Mastering Atari, Go, chess and shogi by planning with a learned model

Julian Schrittwieser; Ioannis Antonoglou; Thomas Hubert; Karen Simonyan; Laurent Sifre; Simon Schmitt; Arthur Guez; Edward Lockhart; Demis Hassabis; Thore Graepel; Timothy Lillicrap; David Silver

doi:10.1038/s41586-020-03051-4

Mastering Atari, Go, chess and shogi by planning with a learned model

Nature. 2020 Dec;588(7839):604-609. doi: 10.1038/s41586-020-03051-4. Epub 2020 Dec 23.

Authors

Julian Schrittwieser^#¹, Ioannis Antonoglou^#^{1

2}, Thomas Hubert^#¹, Karen Simonyan¹, Laurent Sifre¹, Simon Schmitt¹, Arthur Guez¹, Edward Lockhart¹, Demis Hassabis¹, Thore Graepel^{1

2}, Timothy Lillicrap¹, David Silver^#^{3

4}

Affiliations

¹ DeepMind, London, UK.
² University College London, London, UK.
³ DeepMind, London, UK. davidsilver@google.com.
⁴ University College London, London, UK. davidsilver@google.com.

^# Contributed equally.

PMID: 33361790
DOI: 10.1038/s41586-020-03051-4

Abstract

Constructing agents with planning capabilities has long been one of the main challenges in the pursuit of artificial intelligence. Tree-based planning methods have enjoyed huge success in challenging domains, such as chess¹ and Go², where a perfect simulator is available.
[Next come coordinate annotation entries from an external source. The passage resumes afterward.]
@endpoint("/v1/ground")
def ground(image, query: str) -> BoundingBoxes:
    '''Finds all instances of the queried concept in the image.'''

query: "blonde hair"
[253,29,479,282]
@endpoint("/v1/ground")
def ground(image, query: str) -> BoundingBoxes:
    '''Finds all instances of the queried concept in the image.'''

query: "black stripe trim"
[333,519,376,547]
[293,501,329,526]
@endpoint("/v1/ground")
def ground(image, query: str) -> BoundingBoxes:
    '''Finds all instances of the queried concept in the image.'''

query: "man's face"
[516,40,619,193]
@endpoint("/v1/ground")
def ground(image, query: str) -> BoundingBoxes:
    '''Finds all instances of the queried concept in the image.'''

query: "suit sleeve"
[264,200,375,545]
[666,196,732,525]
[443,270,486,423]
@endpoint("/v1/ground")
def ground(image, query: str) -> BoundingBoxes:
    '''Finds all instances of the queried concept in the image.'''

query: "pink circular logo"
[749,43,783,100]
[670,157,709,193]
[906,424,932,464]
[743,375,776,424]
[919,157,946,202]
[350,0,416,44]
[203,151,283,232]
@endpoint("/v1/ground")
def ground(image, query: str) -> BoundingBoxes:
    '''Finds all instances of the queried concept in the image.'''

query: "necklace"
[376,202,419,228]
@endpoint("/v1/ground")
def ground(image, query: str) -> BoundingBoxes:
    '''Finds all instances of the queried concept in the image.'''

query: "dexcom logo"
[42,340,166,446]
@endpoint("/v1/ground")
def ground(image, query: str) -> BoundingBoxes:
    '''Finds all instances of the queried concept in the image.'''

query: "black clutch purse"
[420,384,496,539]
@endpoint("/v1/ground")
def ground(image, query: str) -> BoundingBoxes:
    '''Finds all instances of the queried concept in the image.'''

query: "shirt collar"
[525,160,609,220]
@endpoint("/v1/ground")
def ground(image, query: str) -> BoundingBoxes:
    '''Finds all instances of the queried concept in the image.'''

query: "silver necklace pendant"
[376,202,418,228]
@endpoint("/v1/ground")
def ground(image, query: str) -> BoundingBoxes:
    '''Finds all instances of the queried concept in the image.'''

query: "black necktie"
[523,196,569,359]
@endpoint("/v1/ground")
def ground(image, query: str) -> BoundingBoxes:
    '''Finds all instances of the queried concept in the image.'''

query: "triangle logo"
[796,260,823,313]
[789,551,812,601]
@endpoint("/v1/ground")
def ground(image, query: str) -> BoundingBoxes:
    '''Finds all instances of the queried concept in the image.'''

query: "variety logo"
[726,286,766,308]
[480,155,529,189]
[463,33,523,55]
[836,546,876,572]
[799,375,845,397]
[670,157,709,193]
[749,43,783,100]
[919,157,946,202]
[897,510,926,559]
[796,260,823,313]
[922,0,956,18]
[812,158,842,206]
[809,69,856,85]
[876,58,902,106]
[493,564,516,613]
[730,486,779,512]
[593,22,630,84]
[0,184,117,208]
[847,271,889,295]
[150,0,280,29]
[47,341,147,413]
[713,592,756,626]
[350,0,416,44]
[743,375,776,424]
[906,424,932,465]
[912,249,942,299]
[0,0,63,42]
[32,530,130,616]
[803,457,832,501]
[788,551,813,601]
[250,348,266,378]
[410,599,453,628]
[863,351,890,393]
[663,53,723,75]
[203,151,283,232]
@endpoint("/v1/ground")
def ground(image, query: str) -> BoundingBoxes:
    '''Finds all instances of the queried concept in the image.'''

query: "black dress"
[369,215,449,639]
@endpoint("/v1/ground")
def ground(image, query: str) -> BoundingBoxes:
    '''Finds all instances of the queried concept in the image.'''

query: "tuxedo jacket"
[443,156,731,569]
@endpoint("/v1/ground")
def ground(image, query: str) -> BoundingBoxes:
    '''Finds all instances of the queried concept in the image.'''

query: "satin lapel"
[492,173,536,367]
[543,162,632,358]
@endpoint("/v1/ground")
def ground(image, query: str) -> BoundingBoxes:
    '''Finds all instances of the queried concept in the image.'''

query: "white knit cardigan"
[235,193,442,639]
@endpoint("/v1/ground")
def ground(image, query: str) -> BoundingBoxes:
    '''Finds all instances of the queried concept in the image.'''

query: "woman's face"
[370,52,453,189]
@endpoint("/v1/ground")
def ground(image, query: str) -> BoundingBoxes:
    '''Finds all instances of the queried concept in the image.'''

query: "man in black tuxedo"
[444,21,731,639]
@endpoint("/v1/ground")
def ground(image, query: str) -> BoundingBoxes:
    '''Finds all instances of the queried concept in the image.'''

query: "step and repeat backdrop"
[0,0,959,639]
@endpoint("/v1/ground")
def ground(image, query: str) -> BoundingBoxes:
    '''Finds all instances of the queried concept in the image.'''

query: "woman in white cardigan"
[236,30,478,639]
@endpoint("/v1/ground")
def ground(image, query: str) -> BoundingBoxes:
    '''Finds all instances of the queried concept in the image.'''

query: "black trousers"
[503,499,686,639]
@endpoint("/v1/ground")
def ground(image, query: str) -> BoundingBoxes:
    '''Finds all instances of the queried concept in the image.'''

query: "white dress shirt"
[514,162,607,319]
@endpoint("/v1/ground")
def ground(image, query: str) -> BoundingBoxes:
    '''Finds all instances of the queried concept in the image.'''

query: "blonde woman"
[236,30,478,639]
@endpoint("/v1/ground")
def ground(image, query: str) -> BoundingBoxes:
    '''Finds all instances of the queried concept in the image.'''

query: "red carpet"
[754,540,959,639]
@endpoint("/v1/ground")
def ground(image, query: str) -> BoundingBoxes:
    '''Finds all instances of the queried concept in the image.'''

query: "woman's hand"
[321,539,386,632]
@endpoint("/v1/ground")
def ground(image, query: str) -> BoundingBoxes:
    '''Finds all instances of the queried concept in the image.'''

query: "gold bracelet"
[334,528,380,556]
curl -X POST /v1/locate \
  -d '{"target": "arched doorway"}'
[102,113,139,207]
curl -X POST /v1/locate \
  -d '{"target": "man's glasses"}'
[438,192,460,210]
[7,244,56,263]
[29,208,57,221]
However, in real-world problems, the dynamics governing the environment are often complex and unknown. Here we present the MuZero algorithm, which, by combining a tree-based search with a learned model, achieves superhuman performance in a range of challenging and visually complex domains, without any knowledge of their underlying dynamics. The MuZero algorithm learns an iterable model that produces predictions relevant to planning: the action-selection policy, the value function and the reward. When evaluated on 57 different Atari games³-the canonical video game environment for testing artificial intelligence techniques, in which model-based planning approaches have historically struggled⁴-the MuZero algorithm achieved state-of-the-art performance. When evaluated on Go, chess and shogi-canonical environments for high-performance planning-the MuZero algorithm matched, without any knowledge of the game dynamics, the superhuman performance of the AlphaZero algorithm⁵ that was supplied with the rules of the game.